Fast forward on to 2008 after a happy time looking after 2 boys, helping with my husband’s business and playing a lot of tennis at the Bourne Club, we had a major change in our lives and moved to Sweden. Having spent many years as an IT consultant in the telecoms business, my husband took a contract with Ericsson in Lund, an old university and cathedral city in southern Sweden. It was quite a leap of faith, but we were able to enrol our children in the local (free) international school and we settled in Helsingborg, just 4 km across the Öresund Strait from Denmark, where Hamlet’s Castle sits next to the harbour in Helsingör (Elsinore).

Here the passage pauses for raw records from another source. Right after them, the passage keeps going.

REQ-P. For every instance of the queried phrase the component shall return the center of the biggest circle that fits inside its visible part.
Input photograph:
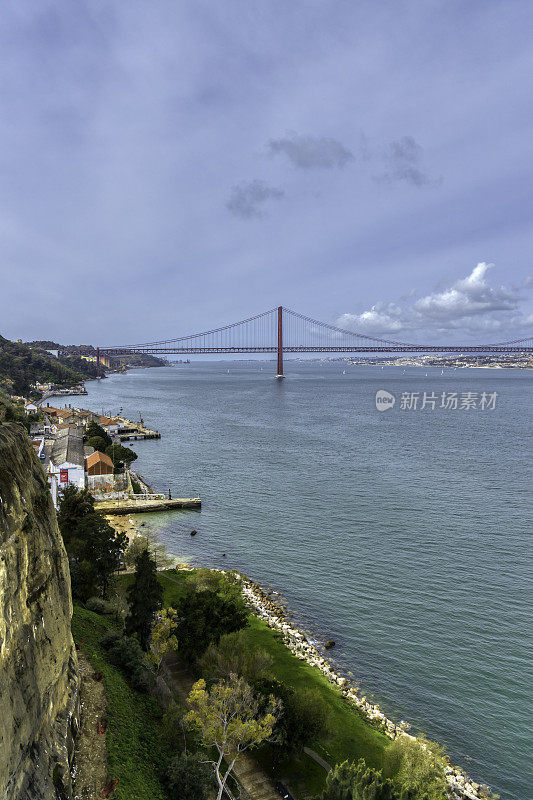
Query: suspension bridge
(281, 330)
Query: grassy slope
(137, 752)
(350, 737)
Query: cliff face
(38, 665)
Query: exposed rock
(38, 663)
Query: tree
(417, 768)
(94, 548)
(205, 617)
(189, 777)
(234, 654)
(351, 781)
(97, 443)
(93, 429)
(103, 547)
(118, 453)
(145, 596)
(73, 506)
(228, 719)
(303, 717)
(163, 638)
(148, 541)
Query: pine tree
(145, 597)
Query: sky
(169, 167)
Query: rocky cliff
(38, 665)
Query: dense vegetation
(21, 366)
(94, 549)
(243, 665)
(133, 360)
(138, 748)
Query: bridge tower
(280, 343)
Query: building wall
(76, 474)
(101, 481)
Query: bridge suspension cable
(281, 330)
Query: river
(404, 535)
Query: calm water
(402, 535)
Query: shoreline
(268, 605)
(276, 616)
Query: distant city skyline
(171, 168)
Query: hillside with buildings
(23, 369)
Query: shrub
(188, 777)
(98, 605)
(110, 639)
(205, 616)
(303, 718)
(417, 768)
(351, 781)
(234, 654)
(127, 654)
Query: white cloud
(311, 152)
(468, 306)
(467, 298)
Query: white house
(67, 459)
(110, 426)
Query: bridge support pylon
(280, 343)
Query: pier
(144, 504)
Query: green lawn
(137, 750)
(350, 737)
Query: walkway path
(255, 782)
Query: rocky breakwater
(275, 614)
(38, 664)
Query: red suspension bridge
(280, 330)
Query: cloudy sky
(168, 167)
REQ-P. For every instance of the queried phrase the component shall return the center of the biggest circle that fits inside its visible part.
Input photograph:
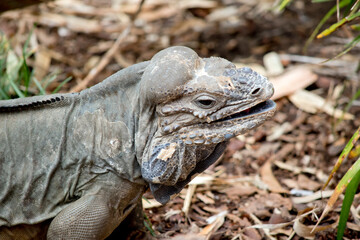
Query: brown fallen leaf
(312, 103)
(294, 79)
(268, 177)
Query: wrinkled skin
(77, 164)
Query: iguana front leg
(95, 216)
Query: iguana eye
(205, 102)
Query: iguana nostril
(255, 91)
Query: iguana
(75, 165)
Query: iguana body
(82, 161)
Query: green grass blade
(61, 84)
(348, 200)
(38, 85)
(347, 107)
(348, 47)
(342, 4)
(3, 94)
(25, 71)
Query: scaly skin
(73, 166)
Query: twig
(108, 55)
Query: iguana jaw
(259, 108)
(227, 127)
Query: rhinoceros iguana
(73, 166)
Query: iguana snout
(200, 104)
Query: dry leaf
(312, 103)
(272, 63)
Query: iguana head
(200, 103)
(205, 101)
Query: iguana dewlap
(82, 161)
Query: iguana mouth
(257, 109)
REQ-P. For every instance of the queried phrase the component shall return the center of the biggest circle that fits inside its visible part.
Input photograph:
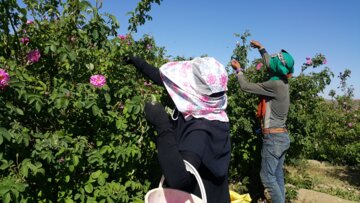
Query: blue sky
(304, 28)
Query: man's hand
(235, 65)
(256, 44)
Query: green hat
(281, 65)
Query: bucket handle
(193, 171)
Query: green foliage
(61, 138)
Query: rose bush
(71, 121)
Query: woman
(199, 131)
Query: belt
(273, 130)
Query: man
(273, 110)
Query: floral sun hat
(191, 83)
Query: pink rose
(98, 80)
(122, 37)
(4, 79)
(34, 56)
(259, 65)
(147, 83)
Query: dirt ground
(310, 196)
(329, 184)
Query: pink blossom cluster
(259, 65)
(122, 37)
(33, 56)
(98, 80)
(25, 40)
(4, 79)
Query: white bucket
(168, 195)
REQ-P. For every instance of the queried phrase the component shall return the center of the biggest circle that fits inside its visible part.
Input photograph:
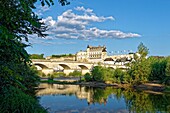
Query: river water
(79, 99)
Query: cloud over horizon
(72, 25)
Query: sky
(120, 25)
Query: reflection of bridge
(48, 66)
(58, 89)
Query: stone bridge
(49, 66)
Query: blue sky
(120, 25)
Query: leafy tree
(17, 21)
(88, 77)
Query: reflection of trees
(143, 102)
(138, 102)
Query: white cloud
(41, 10)
(70, 25)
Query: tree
(17, 21)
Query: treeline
(63, 55)
(140, 70)
(36, 56)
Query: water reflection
(79, 99)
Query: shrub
(87, 77)
(75, 73)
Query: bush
(75, 73)
(87, 77)
(13, 100)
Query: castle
(92, 54)
(99, 54)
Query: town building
(92, 54)
(96, 54)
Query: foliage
(37, 56)
(143, 50)
(17, 22)
(13, 100)
(88, 77)
(62, 55)
(75, 73)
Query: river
(58, 98)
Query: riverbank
(150, 87)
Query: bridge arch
(65, 66)
(41, 65)
(83, 67)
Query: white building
(99, 54)
(92, 54)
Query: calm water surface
(77, 99)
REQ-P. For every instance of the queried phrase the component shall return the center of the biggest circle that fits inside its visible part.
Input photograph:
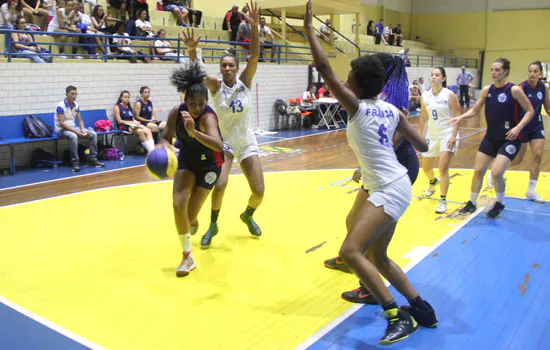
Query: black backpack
(34, 128)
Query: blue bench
(11, 130)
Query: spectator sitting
(308, 98)
(50, 6)
(23, 44)
(143, 26)
(414, 97)
(144, 113)
(324, 91)
(388, 34)
(397, 32)
(86, 26)
(64, 21)
(99, 20)
(65, 114)
(126, 122)
(31, 9)
(9, 12)
(194, 16)
(421, 86)
(379, 32)
(232, 20)
(121, 5)
(124, 48)
(266, 39)
(370, 29)
(403, 53)
(163, 48)
(177, 10)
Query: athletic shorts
(205, 175)
(493, 147)
(537, 134)
(395, 197)
(438, 144)
(242, 152)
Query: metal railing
(417, 60)
(340, 35)
(282, 53)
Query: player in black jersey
(200, 158)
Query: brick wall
(35, 88)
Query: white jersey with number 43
(439, 112)
(231, 105)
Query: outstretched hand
(308, 17)
(253, 16)
(189, 38)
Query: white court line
(50, 325)
(136, 166)
(323, 331)
(150, 183)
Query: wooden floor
(323, 151)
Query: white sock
(532, 185)
(185, 241)
(473, 197)
(148, 145)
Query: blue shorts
(206, 175)
(493, 147)
(536, 134)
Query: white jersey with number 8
(370, 134)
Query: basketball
(162, 163)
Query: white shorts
(438, 144)
(241, 152)
(395, 197)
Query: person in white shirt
(386, 190)
(324, 31)
(9, 13)
(64, 21)
(439, 105)
(143, 25)
(309, 97)
(66, 116)
(266, 40)
(163, 48)
(124, 46)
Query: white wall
(454, 6)
(404, 6)
(34, 88)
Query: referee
(463, 80)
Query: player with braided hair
(201, 154)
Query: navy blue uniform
(126, 114)
(203, 162)
(502, 115)
(535, 128)
(146, 112)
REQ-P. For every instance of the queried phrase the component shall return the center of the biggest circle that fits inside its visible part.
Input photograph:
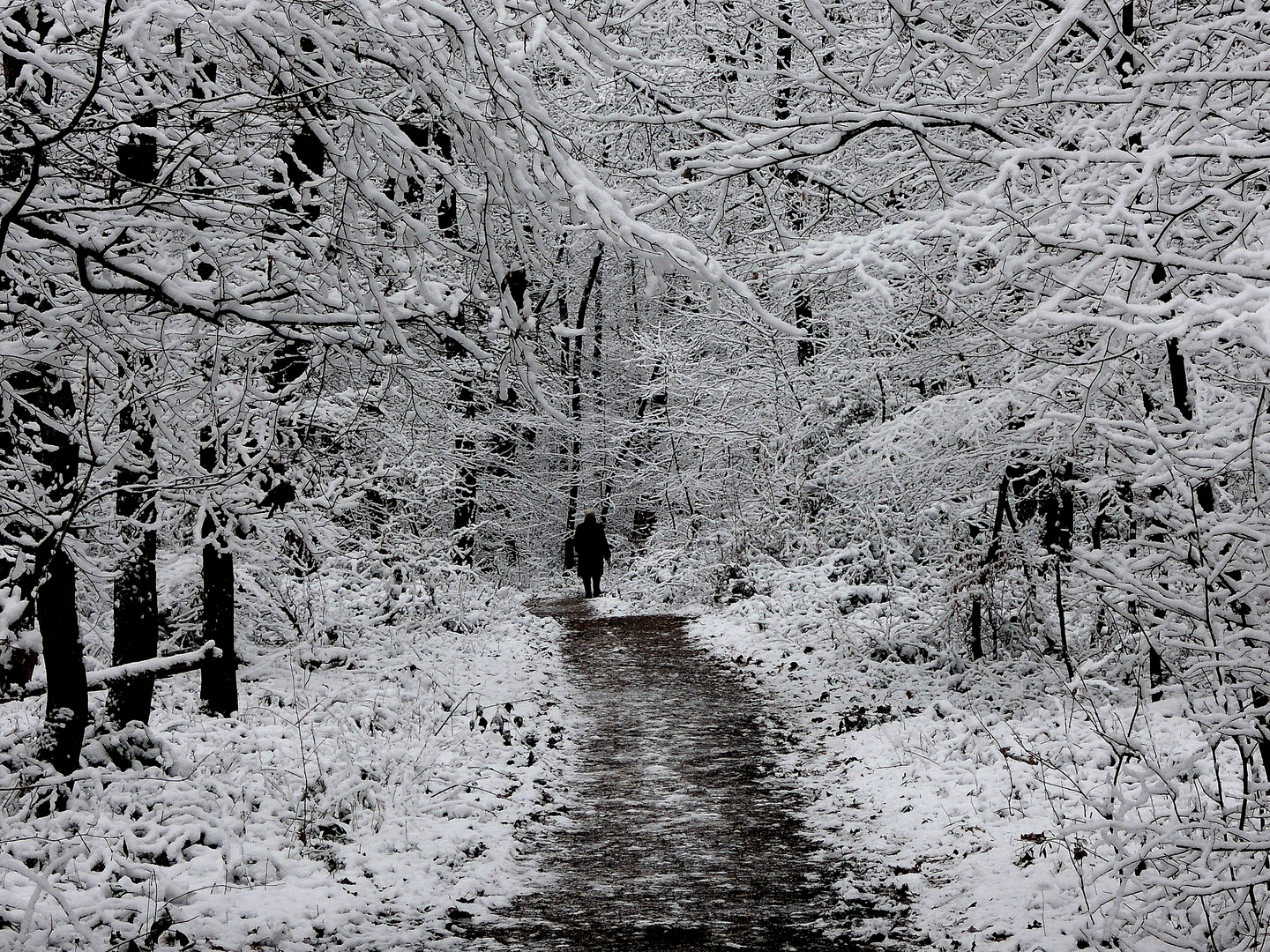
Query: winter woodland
(923, 346)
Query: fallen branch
(153, 666)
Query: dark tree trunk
(56, 456)
(66, 709)
(465, 490)
(136, 600)
(219, 689)
(576, 412)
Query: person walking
(591, 548)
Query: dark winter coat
(591, 547)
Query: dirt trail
(681, 836)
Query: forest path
(683, 836)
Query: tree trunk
(56, 457)
(136, 599)
(465, 490)
(576, 412)
(66, 707)
(219, 689)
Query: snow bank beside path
(367, 795)
(969, 787)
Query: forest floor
(684, 827)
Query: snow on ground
(369, 793)
(978, 791)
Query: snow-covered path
(683, 833)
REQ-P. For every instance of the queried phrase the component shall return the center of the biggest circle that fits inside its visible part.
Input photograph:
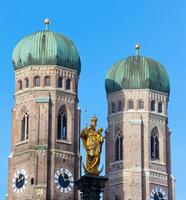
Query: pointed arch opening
(119, 106)
(47, 81)
(68, 84)
(140, 104)
(119, 147)
(36, 81)
(20, 85)
(62, 124)
(130, 104)
(25, 127)
(152, 105)
(113, 107)
(160, 107)
(154, 144)
(59, 82)
(26, 82)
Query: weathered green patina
(46, 48)
(137, 72)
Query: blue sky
(104, 32)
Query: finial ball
(47, 21)
(137, 46)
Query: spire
(137, 47)
(47, 22)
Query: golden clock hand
(20, 179)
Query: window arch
(47, 81)
(68, 84)
(152, 105)
(119, 106)
(36, 81)
(140, 104)
(26, 82)
(62, 124)
(119, 148)
(59, 82)
(154, 144)
(130, 104)
(113, 107)
(25, 127)
(20, 85)
(160, 107)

We’re still here and enjoying the Swedish way of life. It’s much calmer than the UK – the population only passed the 10 million mark in the last few years and the country is huge – and I enjoy the Scandinavian sense of respect for others, gender equality and support for families. Quality of life and work/life balance are high on the agenda, along with a love of nature and traditional festivities. Midsummer and crayfish parties have their own rituals, along with drinking songs and vast quantities of snapps. There is quite a prudish attitude to alcohol for the most part (we can only buy beer over 3.5% and all other alcohol from the state-run liquor store) and parents can be prosecuted if their under-age children drink at home, but all that disappears at party-time or on holidays!


After several years of involvement at the International School of Helsingborg (Parent Rep, PTA Chair, School Librarian, substitute teacher, etc), I have found my own niche by setting up a network for English-speaking internationals living in this area (www.hiconnections.eu), which is now funded by the local authorities. I had the opportunity to be part of an accelerator programme for social entrepreneurs in 2017 and as a result have had some interesting study visits and conferences in the Netherlands and Estonia, as well as closer to home. Social innovation, sustainability and finding ways of bringing people together have become my new raison d’être and keep me motivated!


I’m still in touch with several old school friends and have many happy memories from our time at school. Thanks for asking me to write this little blurb and best wishes to “everyone who knows me”!